When I hear the cheerful voices of children

Resounding through their classrooms

I hope from the bottom of my heart

They have a bright and beautiful future.

In her poem, the 56-year-old empress described her sadness at the damage caused by natural disasters in the country but also how she has been encouraged to see young people helping out with recovery efforts.

The imperial couple visited the city of Asakura in Fukuoka Prefecture in 2018 after it was devastated by torrential rain in the previous year.

In December last year, the two also visited Marumori, Miyagi Prefecture, and Motomiya, Fukushima Prefecture, which were hit hard by powerful Typhoon Hagibis in October.

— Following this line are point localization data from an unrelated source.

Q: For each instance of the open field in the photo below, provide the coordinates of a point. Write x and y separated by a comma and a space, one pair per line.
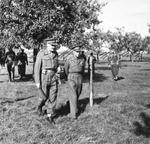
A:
120, 115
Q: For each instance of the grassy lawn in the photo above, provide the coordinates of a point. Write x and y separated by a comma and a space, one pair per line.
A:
120, 115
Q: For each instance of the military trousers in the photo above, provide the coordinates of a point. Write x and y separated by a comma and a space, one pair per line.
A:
22, 69
75, 85
115, 70
11, 70
49, 86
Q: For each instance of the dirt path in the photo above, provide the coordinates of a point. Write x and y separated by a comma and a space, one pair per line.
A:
120, 115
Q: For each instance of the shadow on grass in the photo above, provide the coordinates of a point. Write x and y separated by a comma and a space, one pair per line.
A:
143, 129
26, 78
97, 78
82, 104
102, 68
145, 70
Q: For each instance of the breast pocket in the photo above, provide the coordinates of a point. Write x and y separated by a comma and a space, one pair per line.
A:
47, 62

The official translation of the empress’ poem is as follows:

The power of youth

Brings hope

To those who strive

To rise up from the calamity they suffer.

The imperial couple’s poems as well as works composed by other members of the imperial family, and 10 pieces chosen from more than 15,000 entries from the public, were recited in the traditional style at the reading.

Waka poetry was developed by the court aristocracy in the sixth century, and tanka poems, which are typically synonymous with waka, consist of 31 syllables in a 5-7-5-7-7 pattern.

The theme for next year’s New Year’s poetry reading is based around the Chinese character jitsu, the agency said.